Tuesday, August 7, 2012

Emotional "No-No"

On a recent show on HGTV I saw a huge “no-no.”  A young couple looked at 2 houses, picked one and put in a bid.  Their bid was for the asking price, which was considered market value.  When they found out there was a competing bid (they did not know how much it was) they increased their bid by $50,000!  WAY over market value.  That is $50,000 they will never get back.  It was an emotional knee jerk.
While I don’t sell real estate, I do remodel and update houses after the purchase.  This couple had to give up the new kitchen they really wanted and will not get for years to come. 
A house only becomes a home after you move in and put your touches into it.  For years this family will be living in someone else’s house while they try to convince themselves it is their new home. 
There is always another house out there that we can help you turn into your new home.  Don’t let emotions get the best of you—and your wallet.

Tuesday, January 17, 2012

Little Things Mean a Lot

You do not have to make a big change in your home to make a big change in your enjoyment of it. Sometimes a small upgrade adds a lot. Consider adding pull-out trays to your lower kitchen and bathroom cabinets. Instead of crawling around on the floor you just give a tug and the tray slides out. Better yet, these are a relatively inexpensive upgrade at about $125 per tray. Saves a trip to the chiropractor!

Monday, January 9, 2012

Garage Doors "Savings"

When building or remodeling you need to watch every dollar to make you spend it wisely. There are very few people who are a bigger fan of saving money than I am, but sometimes saving a few dollars now can cost you dearly later on. This is very true when it comes to garage doors. You can be penny wise and pound foolish here. Although current code requires bracing many older or inexpensive doors do not have the angle iron bracing that keeps them from buckling or breaking in high winds. When I survey damage after a natural disaster and see bowed or missing garage doors caused by straight-line winds I can’t help but feel sorry for the homeowner.

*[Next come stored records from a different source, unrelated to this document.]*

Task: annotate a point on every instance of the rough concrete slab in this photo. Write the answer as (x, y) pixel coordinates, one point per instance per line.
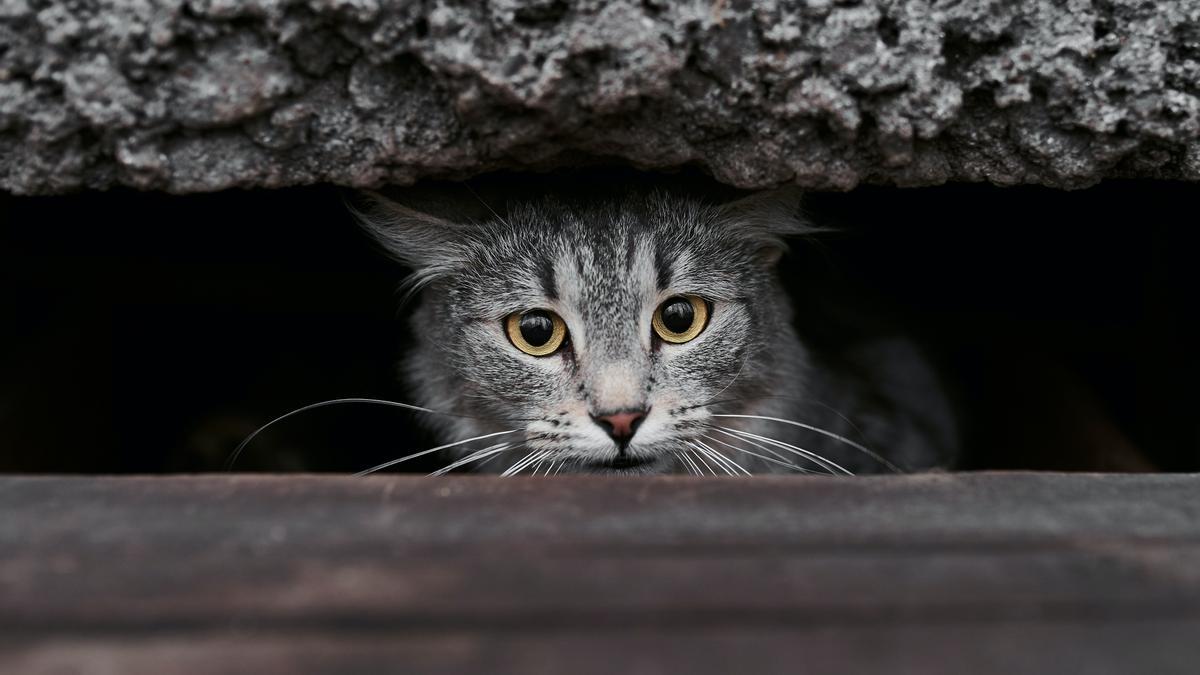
(204, 95)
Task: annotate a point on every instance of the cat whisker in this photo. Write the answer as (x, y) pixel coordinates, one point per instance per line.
(754, 454)
(767, 449)
(414, 455)
(859, 447)
(825, 463)
(238, 451)
(688, 464)
(491, 451)
(523, 463)
(729, 466)
(700, 458)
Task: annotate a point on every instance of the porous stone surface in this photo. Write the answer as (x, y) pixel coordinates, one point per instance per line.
(205, 95)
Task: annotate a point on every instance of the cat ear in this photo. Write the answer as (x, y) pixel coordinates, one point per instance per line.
(427, 231)
(768, 219)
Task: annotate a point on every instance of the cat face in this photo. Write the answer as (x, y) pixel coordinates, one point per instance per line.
(600, 330)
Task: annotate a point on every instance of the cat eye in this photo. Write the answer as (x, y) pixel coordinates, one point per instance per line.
(681, 318)
(538, 333)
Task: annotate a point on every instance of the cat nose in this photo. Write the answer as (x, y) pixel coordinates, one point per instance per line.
(621, 425)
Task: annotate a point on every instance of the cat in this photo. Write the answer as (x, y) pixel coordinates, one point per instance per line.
(641, 332)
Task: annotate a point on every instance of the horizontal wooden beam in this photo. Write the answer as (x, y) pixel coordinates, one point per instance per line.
(934, 573)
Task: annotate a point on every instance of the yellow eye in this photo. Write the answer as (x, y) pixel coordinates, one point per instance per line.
(681, 318)
(538, 333)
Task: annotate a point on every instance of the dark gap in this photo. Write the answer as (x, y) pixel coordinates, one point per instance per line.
(150, 333)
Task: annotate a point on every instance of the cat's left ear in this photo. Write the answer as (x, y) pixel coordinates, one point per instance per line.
(430, 231)
(768, 219)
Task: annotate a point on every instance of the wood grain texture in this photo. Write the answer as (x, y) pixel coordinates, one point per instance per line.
(937, 573)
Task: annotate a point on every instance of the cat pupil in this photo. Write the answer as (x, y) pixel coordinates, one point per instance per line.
(677, 315)
(537, 328)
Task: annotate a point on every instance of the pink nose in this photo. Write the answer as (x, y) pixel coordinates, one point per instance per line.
(621, 425)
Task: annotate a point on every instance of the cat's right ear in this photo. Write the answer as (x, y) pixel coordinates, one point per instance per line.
(415, 230)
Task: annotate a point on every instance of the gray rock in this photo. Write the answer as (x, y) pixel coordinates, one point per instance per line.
(204, 95)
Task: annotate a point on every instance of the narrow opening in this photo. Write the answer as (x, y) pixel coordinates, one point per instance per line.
(151, 333)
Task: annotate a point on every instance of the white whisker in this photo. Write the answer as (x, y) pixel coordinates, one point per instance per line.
(521, 465)
(778, 458)
(489, 452)
(827, 464)
(754, 454)
(688, 463)
(859, 447)
(701, 459)
(414, 455)
(727, 464)
(241, 446)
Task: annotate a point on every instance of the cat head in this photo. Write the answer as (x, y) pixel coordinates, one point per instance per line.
(601, 328)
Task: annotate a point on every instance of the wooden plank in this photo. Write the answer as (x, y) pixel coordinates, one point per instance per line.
(331, 574)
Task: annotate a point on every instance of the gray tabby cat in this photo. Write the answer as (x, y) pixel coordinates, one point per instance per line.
(642, 334)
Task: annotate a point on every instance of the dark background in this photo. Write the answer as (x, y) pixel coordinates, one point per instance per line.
(151, 333)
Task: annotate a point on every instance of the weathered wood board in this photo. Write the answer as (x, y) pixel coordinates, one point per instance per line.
(939, 573)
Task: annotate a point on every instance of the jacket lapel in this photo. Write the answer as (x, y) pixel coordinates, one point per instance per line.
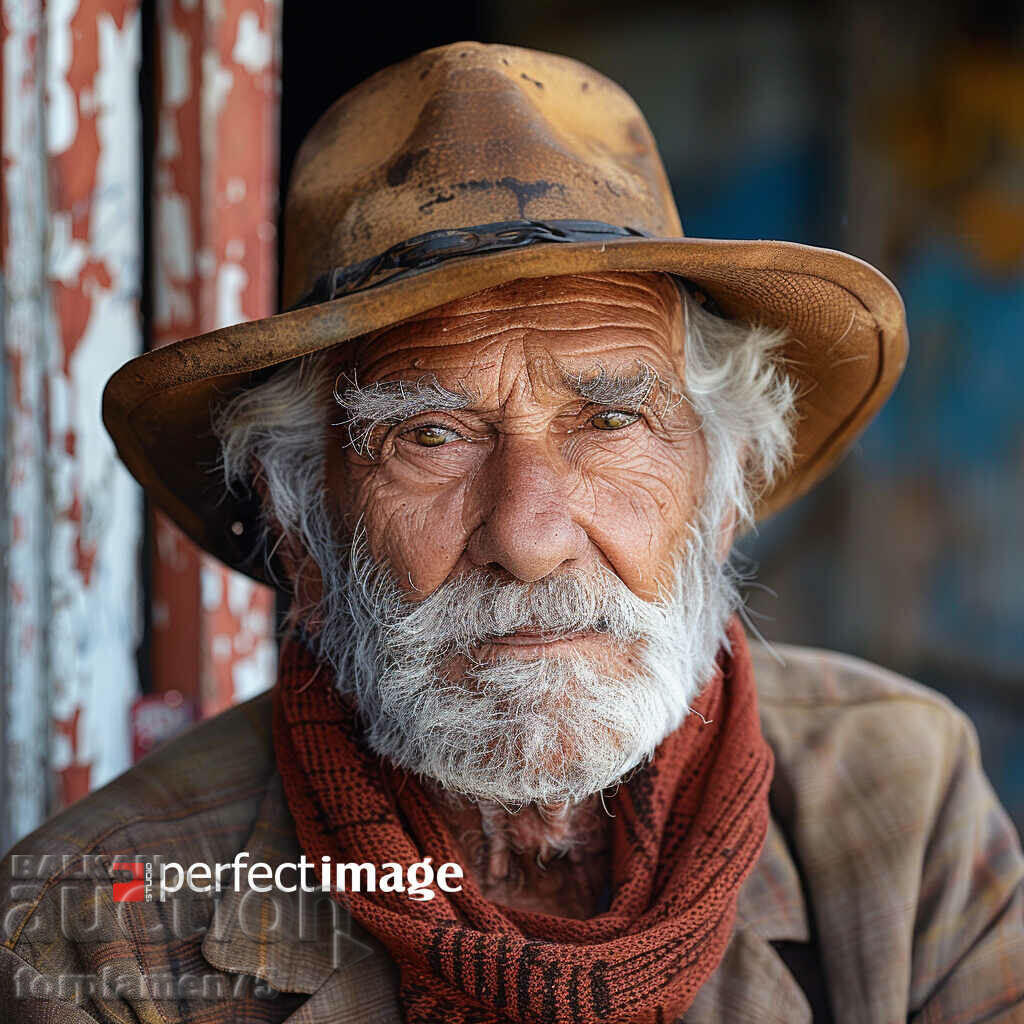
(753, 982)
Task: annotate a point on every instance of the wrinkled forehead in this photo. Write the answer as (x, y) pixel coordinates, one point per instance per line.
(574, 321)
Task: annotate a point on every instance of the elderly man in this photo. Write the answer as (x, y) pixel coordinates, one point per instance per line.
(496, 452)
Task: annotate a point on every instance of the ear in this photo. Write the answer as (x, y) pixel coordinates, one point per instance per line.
(303, 577)
(726, 535)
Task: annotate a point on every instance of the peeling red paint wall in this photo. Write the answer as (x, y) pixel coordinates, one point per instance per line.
(70, 513)
(214, 214)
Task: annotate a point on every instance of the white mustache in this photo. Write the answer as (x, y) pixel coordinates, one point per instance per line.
(474, 608)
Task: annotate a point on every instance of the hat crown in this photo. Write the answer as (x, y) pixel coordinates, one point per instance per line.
(469, 134)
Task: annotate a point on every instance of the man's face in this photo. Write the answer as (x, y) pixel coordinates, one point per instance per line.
(527, 597)
(532, 476)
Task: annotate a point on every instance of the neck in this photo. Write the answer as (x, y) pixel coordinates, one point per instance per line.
(551, 859)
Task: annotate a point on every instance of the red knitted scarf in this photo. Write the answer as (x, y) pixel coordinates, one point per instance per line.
(686, 833)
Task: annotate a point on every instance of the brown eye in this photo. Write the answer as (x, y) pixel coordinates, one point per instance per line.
(613, 420)
(431, 436)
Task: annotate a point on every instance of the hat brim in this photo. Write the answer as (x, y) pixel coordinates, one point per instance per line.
(847, 349)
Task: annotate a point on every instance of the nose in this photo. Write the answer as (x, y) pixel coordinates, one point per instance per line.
(528, 529)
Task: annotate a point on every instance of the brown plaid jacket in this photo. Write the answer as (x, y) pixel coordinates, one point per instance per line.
(891, 887)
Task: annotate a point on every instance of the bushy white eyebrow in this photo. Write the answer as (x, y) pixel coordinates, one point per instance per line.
(368, 407)
(603, 387)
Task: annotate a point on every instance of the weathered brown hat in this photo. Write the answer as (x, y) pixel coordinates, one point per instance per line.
(462, 168)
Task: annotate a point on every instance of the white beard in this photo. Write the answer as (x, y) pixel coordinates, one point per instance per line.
(549, 730)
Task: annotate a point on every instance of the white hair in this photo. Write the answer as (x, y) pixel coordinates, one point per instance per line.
(506, 731)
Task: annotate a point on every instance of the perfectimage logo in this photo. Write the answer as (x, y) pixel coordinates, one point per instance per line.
(140, 881)
(137, 887)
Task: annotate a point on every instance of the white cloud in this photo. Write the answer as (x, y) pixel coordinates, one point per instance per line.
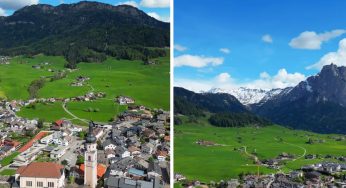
(282, 79)
(311, 40)
(158, 17)
(225, 50)
(338, 57)
(180, 48)
(223, 77)
(196, 61)
(155, 3)
(132, 3)
(267, 38)
(2, 12)
(16, 4)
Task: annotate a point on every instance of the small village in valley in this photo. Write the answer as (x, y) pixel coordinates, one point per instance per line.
(131, 150)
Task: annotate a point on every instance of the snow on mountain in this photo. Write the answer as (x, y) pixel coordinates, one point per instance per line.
(248, 96)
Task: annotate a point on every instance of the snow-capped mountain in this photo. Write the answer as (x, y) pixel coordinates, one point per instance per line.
(249, 96)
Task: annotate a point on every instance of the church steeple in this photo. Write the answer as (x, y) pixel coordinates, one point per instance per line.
(90, 137)
(90, 161)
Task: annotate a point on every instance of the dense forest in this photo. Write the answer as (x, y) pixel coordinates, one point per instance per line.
(237, 120)
(225, 109)
(84, 32)
(183, 106)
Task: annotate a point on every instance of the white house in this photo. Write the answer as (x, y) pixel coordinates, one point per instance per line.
(58, 152)
(40, 174)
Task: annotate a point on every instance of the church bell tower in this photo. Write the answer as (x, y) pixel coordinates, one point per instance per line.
(90, 161)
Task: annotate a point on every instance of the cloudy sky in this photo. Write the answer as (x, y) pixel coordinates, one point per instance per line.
(158, 9)
(258, 44)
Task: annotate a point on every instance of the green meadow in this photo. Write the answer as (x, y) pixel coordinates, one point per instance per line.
(147, 84)
(215, 163)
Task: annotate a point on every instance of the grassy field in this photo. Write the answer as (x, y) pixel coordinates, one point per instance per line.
(8, 160)
(8, 172)
(147, 84)
(224, 162)
(49, 112)
(102, 110)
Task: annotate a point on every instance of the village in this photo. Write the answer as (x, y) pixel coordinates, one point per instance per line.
(132, 151)
(323, 174)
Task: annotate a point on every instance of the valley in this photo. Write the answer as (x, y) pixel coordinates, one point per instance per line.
(240, 145)
(113, 77)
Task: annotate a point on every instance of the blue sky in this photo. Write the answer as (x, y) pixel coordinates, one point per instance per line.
(155, 8)
(265, 44)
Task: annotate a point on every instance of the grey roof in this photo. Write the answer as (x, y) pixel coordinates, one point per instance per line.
(108, 142)
(154, 167)
(117, 182)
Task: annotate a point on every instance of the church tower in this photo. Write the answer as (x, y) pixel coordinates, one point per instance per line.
(90, 161)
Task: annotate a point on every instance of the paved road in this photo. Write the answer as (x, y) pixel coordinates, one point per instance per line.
(69, 155)
(304, 153)
(71, 114)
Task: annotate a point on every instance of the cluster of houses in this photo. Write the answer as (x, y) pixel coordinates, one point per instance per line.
(4, 60)
(124, 100)
(40, 65)
(275, 163)
(80, 81)
(135, 153)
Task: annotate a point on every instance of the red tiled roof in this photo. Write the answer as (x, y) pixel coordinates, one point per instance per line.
(161, 153)
(41, 170)
(101, 170)
(30, 143)
(59, 122)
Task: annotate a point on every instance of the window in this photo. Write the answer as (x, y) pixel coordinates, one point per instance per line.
(29, 183)
(39, 184)
(50, 184)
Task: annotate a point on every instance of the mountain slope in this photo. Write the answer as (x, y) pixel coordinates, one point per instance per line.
(317, 104)
(85, 29)
(218, 102)
(249, 96)
(225, 109)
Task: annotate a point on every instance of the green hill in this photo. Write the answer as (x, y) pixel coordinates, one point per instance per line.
(228, 157)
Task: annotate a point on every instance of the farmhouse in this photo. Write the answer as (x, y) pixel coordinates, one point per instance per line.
(123, 100)
(4, 60)
(40, 174)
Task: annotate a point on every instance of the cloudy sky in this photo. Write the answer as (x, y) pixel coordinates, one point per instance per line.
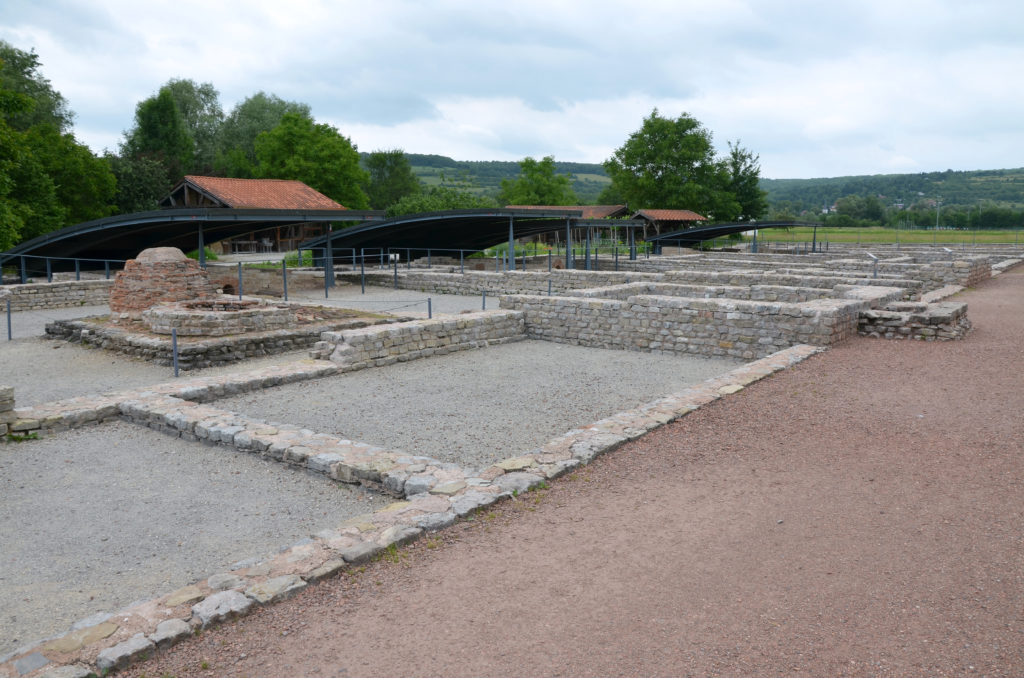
(816, 88)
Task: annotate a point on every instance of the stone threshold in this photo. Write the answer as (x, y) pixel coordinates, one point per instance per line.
(108, 642)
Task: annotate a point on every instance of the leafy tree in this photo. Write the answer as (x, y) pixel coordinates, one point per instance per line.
(83, 183)
(18, 74)
(437, 199)
(538, 184)
(199, 106)
(160, 133)
(391, 178)
(141, 182)
(314, 154)
(744, 182)
(237, 138)
(671, 164)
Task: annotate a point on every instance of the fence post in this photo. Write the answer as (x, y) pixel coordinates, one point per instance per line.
(174, 349)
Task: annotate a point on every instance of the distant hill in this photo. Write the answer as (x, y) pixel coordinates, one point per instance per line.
(1003, 187)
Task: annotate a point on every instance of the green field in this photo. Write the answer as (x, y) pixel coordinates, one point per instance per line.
(891, 236)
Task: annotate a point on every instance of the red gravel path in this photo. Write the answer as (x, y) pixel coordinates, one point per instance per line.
(857, 515)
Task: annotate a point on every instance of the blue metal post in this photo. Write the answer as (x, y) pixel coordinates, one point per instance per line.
(511, 245)
(329, 258)
(174, 349)
(202, 247)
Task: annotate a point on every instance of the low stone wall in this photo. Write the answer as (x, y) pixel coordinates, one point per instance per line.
(194, 353)
(374, 346)
(738, 329)
(511, 282)
(57, 295)
(937, 322)
(7, 416)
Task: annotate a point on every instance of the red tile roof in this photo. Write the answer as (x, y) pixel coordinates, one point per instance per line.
(263, 194)
(670, 215)
(589, 211)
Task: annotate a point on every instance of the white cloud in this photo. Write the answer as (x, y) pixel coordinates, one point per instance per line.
(817, 89)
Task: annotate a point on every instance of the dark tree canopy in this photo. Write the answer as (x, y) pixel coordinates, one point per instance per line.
(237, 138)
(391, 178)
(437, 199)
(538, 184)
(19, 74)
(160, 133)
(314, 154)
(671, 164)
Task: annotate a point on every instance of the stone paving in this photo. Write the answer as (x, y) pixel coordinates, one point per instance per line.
(433, 495)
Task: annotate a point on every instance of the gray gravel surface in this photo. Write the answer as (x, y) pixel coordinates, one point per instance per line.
(96, 518)
(477, 407)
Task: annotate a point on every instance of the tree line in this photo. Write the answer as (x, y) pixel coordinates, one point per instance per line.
(48, 179)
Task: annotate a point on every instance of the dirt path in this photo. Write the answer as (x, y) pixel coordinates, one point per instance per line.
(859, 514)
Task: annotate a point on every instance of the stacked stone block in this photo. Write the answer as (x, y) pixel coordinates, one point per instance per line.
(738, 329)
(937, 322)
(36, 296)
(375, 346)
(161, 274)
(6, 409)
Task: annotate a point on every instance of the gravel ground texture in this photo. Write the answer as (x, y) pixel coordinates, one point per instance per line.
(857, 515)
(96, 518)
(477, 407)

The original savings of a couple hundred dollars is wiped out by the deductible (if they even have insurance) when the door gives way. The worst case I saw was a home that apparently used the less expensive doors (this was new home). Every other home on this cul-de-sac was fine, but this home was missing the entire left half of the structure. It had literally exploded. While we were trying to figure out the cause, someone suddenly said “garage doors.” The straight-line winds came into the area, built up against the doors and broke them. When the doors gave way it pressurized the garage and “exploded” the whole left side of the home, taking out the garage and bedroom above it. Every other home in the cul-de-sac was fine. Sad to say, the couple of hundred dollars they saved on the original cost of the doors cost about $100,000 in repairs.

If you have older doors that do not have angle iron bracing you add it for a very low cost. Companies such as Overhead Door are glad to do it if you are not comfortable doing it yourself.